The man seemed satisfied. "I think they are English," he said to his friends. But somebody else exclaimed, "I don't believe it. One of them is wearing a German hat."
Now, it happened that my father had returned from London wearing a felt hat of a shape which was then somewhat fashionable there, and which, curiously enough, was called the "Crown Prince," after the heir to the Prussian throne—that is, our Princess Royal's husband, subsequently the Emperor Frederick. The National Guard, who spoke a little English, wished to inspect this incriminating hat, so my father took it off, and one of the Gendarmes, having placed it on his bayonet, passed it to the man on the parapet.
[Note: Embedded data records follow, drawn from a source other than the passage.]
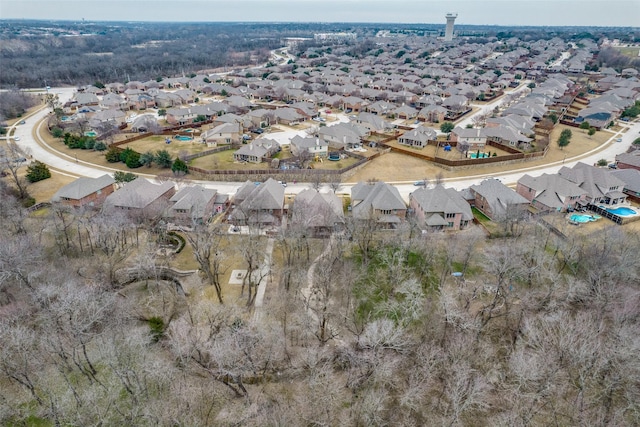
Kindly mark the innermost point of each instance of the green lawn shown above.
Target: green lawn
(157, 142)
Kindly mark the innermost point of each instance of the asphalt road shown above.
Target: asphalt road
(68, 165)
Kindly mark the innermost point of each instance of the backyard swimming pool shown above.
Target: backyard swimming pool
(581, 218)
(622, 211)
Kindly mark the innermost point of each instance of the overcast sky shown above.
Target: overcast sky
(491, 12)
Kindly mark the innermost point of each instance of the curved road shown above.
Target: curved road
(69, 165)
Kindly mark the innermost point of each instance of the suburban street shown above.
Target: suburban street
(68, 165)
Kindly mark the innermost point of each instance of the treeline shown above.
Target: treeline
(123, 52)
(15, 103)
(373, 329)
(611, 57)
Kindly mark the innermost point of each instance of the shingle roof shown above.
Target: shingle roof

When the latter had read "Christy, London," on the lining, he once more testified in our favour.
But other fellows also wished to examine the suspicious headgear, and it passed from hand to hand before it was returned to my father in a more or less damaged condition, Even then a good many men were not satisfied respecting our nationality, but during that incident of the hat—a laughable one to me nowadays, though everything looked very ugly when it occurred—there had been time for the men's angry passions to cool, to a considerable extent at all events; and after that serio-comical interlude, they were much less eager to inflict on us the summary law of Lynch. A further parley ensued, and eventually the Gendarmes, who still stood with bayonets crossed in front of us, were authorized, by decision of the Sovereign People, to take us to the Provost's. Thither we went, then, amidst a perfect procession of watchful guards and civilians.
Directly we appeared before the Provost, I realized that our troubles were not yet over. Some changes had taken place during the retreat, and either the officer whom I remembered having seen at Le Mans (that is, Colonel Mora) had been replaced by another, or else the one before whom we now appeared was not the Provost-General, but only the Provost of the 18th Corps. At all events, he was a complete stranger to me. After hearing, first, the statements of the brigadier and the National Guard who had denounced us, and who had kept close to us all the time, and, secondly, the explanations supplied by my father and myself, he said to me, "If you had a staff permit to follow the army, somebody at headquarters must be able to identify you."
"I think that might be done," I answered, "by Major-General Feilding, who—as you must know—accompanies the army on behalf of the British Government. Personally, I am known to several officers of the 21st Corps— General Gougeard and his Chief of Staff, for instance—and also to some of the aides-de-camp at headquarters."
"Well, get yourselves identified, and obtain a proper safe-conduct," said the Provost. "Brigadier, you are to take these men to headquarters. If they are identified there, you will let them go. If not, take them to the château (the prison), and report to me."